Capsule endoscopy versus push enteroscopy in patients with occult gastrointestinal bleeding.Z Gastroenterol. 2003 May; 41(5):377-82.ZG
Wireless capsule endoscopy is a new method enabling non-invasive diagnostic endoscopy of the entire small intestine. In this study we prospectively examined the diagnostic precision of capsule endoscopy compared with push enteroscopy in patients with occult gastrointestinal bleeding.
Between July 2001 and October 2002 we examined 48 patients with suspected disorders of the small intestine using capsule endoscopy. 33 patients with obscure bleeding (19 men, 14 women, mean age 58 +/- 23 years) were prospectively examined using capsule endoscopy and push enteroscopy.
On average, the patients had been suffering from chronic gastrointestinal bleeding for 30 +/- 36 (1-120) months.

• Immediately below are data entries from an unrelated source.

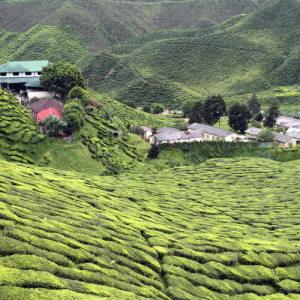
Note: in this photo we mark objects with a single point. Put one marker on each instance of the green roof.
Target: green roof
(23, 66)
(20, 79)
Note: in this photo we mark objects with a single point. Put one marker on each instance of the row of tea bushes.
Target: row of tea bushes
(227, 229)
(18, 133)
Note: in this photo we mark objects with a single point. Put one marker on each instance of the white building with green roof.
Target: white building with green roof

The lowest haemoglobin level was 6.5 +/- 1.6 g/dl (2.3-9.6) and on average 9 +/- 10 (0-50) blood units were transfused. Each patient underwent 4 +/- 2 (1-10) hospitalisations, with a mean 9 +/- 4 (5-17) diagnostic procedures before capsule endoscopy was used. Definitive bleeding sites were diagnosed by push enteroscopy in 7 patients (angiodysplasia [n = 5], ulcers [n = 1], multiple jejunal diverticula [n = 1]). Capsule endoscopy showed a bleeding source in 25 cases (76 %) (angiodysplasias [n = 15], Meckel's diverticulum [n = 1], ulcers [n = 7], ileum diverticulosis [n = 1], B-cell lymphoma [n = 1]). Push enteroscopy localised an additional bleeding source in comparison with capsule endoscopy (multiple jejunal diverticula) in one patient. Both methods of examination were safe and showed no complications.
The present study shows that capsule endoscopy had the highest diagnostic yield and was superior to push enteroscopy in patients with chronic gastrointestinal bleeding. By using the capsule at an early stage the subsequent therapeutic procedure could be considerably shortened and diagnostic processes could possibly be optimised.